Una gran realidad es que todos nosotros necesitamos
dirección y orden. Todos nosotros necesitamos escuchar
la voz de Dios. Recordemos que los poderes de las
tinieblas no tienen potestad alguna en la vida de un
creyente fiel. Es como nos dice la Palabra en
Juan 1:5 cuando leemos “La
luz en las tinieblas resplandece, y las tinieblas no
prevalecieron contra ella.” De la única manera que
las tinieblas pueden prevalecer en contra de la luz es
si tú la apagas. De la única manera que las tinieblas
prevalecen en contra de la luz es si tú permites que el
enemigo tome nuevamente potestad legal en tu vida. La
Palabra nos dice: "Y dijo Dios: Sea la luz; y fue la
luz." Hermanos, Dios envió la luz al mundo, Dios
envió a su hijo unigénito para que nunca más
estuviésemos perdidos en las tinieblas.
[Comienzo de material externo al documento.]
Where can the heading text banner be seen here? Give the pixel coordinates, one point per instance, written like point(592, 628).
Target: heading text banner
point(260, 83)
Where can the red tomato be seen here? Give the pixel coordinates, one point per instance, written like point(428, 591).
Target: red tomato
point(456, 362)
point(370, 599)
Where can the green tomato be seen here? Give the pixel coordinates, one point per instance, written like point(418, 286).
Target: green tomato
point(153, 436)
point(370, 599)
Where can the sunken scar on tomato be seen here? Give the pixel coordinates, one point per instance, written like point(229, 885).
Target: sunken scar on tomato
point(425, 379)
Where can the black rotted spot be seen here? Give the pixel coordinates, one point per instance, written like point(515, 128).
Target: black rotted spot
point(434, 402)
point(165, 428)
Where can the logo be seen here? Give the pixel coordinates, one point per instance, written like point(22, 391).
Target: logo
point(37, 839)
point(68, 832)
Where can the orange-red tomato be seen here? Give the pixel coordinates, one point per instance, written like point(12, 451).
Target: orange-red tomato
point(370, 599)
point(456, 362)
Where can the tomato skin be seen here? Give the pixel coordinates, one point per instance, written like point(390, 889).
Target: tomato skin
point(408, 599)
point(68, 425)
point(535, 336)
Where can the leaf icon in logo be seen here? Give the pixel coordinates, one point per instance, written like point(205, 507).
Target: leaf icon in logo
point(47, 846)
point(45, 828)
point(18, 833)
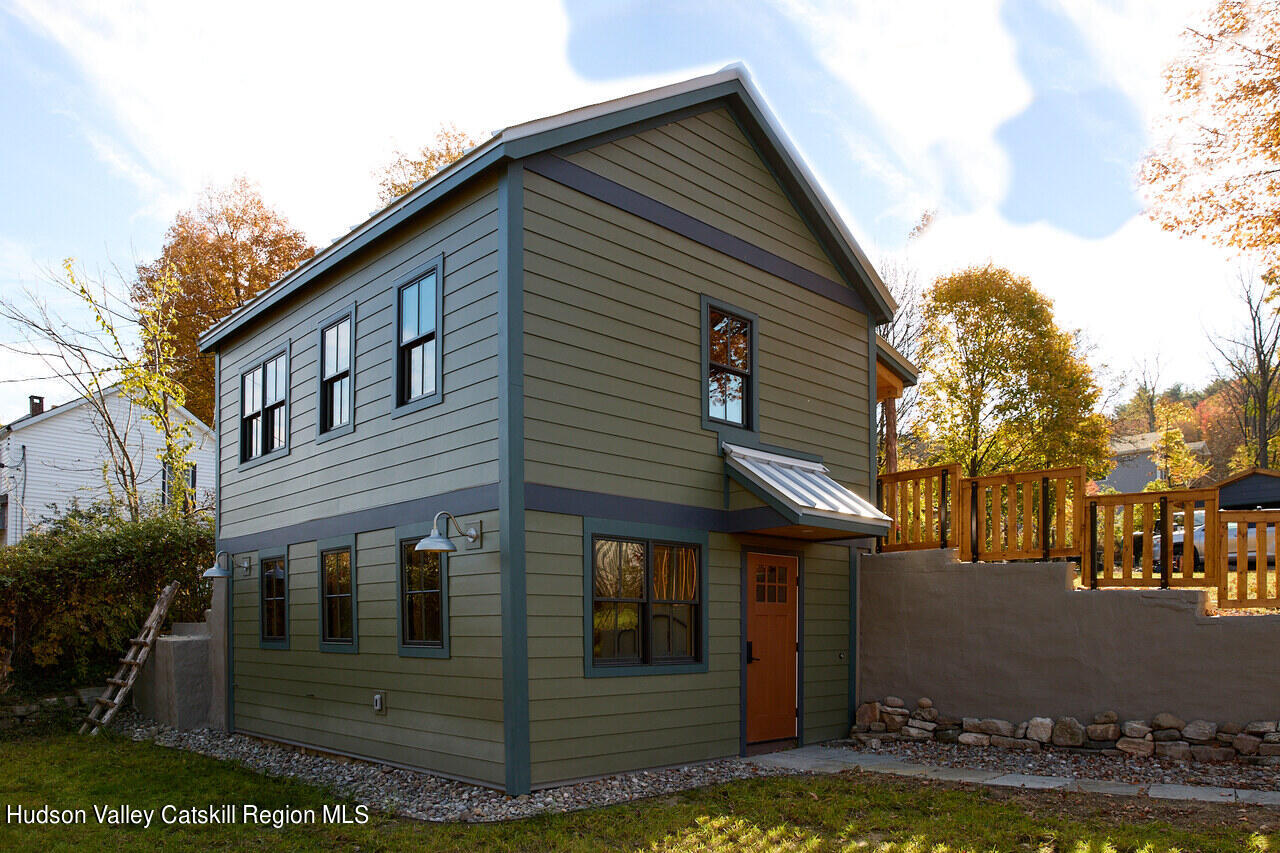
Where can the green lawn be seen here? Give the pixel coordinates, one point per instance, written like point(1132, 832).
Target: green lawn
point(824, 813)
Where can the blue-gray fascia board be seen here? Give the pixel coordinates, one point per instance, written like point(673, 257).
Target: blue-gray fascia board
point(732, 94)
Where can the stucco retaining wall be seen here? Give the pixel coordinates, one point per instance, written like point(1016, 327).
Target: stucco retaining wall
point(1015, 641)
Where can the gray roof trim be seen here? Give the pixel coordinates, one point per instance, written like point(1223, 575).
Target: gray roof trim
point(732, 85)
point(896, 361)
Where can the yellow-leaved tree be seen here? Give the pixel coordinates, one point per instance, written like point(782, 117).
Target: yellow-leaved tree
point(1008, 388)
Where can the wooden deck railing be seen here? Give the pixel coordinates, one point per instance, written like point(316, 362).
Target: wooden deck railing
point(1022, 516)
point(922, 503)
point(1247, 560)
point(1128, 534)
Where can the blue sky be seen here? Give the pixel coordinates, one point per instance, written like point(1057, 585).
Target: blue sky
point(1020, 123)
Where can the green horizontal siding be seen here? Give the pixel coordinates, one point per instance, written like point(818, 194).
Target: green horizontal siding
point(443, 715)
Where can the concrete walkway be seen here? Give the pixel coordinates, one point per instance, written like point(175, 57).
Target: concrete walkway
point(827, 760)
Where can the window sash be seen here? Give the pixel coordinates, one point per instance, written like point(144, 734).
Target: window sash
point(648, 611)
point(338, 616)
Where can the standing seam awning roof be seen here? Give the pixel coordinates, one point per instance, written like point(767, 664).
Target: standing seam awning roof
point(803, 491)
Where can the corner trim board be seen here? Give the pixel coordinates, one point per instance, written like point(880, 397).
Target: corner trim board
point(511, 478)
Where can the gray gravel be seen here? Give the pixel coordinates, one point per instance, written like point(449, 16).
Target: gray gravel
point(424, 796)
point(1077, 765)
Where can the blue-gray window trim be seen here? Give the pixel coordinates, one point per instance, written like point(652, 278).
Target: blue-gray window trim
point(593, 528)
point(350, 427)
point(288, 410)
point(749, 434)
point(264, 555)
point(336, 543)
point(421, 270)
point(402, 534)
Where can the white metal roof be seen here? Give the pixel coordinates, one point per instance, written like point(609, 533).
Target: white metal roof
point(803, 487)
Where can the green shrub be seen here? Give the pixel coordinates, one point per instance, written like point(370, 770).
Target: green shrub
point(73, 592)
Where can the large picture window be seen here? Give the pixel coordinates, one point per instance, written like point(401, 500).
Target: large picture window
point(337, 383)
point(338, 602)
point(264, 409)
point(419, 351)
point(645, 602)
point(274, 601)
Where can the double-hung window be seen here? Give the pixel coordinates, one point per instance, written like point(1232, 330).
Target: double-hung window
point(728, 369)
point(337, 404)
point(274, 601)
point(417, 357)
point(645, 601)
point(264, 409)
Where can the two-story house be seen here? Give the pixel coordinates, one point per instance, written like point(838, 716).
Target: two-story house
point(634, 349)
point(58, 456)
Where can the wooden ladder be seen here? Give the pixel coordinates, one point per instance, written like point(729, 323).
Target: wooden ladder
point(117, 688)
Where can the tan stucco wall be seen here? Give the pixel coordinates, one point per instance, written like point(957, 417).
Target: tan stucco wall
point(1014, 641)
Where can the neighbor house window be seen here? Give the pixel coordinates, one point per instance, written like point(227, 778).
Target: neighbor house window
point(419, 352)
point(274, 600)
point(336, 374)
point(264, 409)
point(421, 597)
point(338, 603)
point(728, 369)
point(645, 602)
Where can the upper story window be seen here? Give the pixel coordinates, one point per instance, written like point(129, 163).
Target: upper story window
point(337, 374)
point(728, 368)
point(264, 409)
point(417, 337)
point(645, 602)
point(419, 351)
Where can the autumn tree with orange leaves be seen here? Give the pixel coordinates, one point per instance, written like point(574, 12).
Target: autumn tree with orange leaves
point(406, 170)
point(222, 252)
point(1217, 170)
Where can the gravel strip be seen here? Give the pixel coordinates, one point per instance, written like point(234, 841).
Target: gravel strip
point(1059, 762)
point(424, 796)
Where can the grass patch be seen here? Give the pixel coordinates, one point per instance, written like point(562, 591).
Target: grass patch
point(853, 812)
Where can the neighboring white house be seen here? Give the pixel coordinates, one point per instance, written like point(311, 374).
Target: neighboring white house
point(51, 457)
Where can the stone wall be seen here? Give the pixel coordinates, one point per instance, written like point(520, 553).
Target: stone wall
point(1015, 641)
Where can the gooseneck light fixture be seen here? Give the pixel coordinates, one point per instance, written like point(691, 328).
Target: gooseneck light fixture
point(439, 539)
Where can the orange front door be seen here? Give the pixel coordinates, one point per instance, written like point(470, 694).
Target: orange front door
point(771, 634)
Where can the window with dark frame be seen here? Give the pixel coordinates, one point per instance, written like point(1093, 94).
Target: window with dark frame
point(421, 588)
point(337, 615)
point(274, 614)
point(264, 413)
point(645, 605)
point(728, 369)
point(417, 351)
point(336, 375)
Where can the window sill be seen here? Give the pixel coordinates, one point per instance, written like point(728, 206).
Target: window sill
point(624, 670)
point(263, 460)
point(417, 405)
point(337, 432)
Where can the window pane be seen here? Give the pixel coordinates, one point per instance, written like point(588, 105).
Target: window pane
point(720, 333)
point(342, 359)
point(408, 313)
point(616, 632)
point(618, 569)
point(330, 352)
point(426, 305)
point(725, 396)
point(740, 345)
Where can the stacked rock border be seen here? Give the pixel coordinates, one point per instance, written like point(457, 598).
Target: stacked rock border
point(1162, 737)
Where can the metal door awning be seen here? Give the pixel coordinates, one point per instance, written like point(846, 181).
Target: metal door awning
point(803, 492)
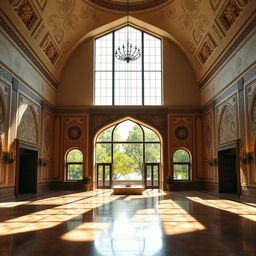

Y ésta luz es
la que ilumina nuestro caminar, y nos revela todo
aquello que en ocasiones nos hacen tropezar. No
permitamos que las cosas de este mundo, que los poderes
de las tinieblas tomen autoridad en nuestra vida
nuevamente. Dios dijo “Sea la luz; y fue la luz”,
dejemos que la luz sea brille en cada uno de nosotros,
busquemos el orden de Dios y sirvámosle en obediencia.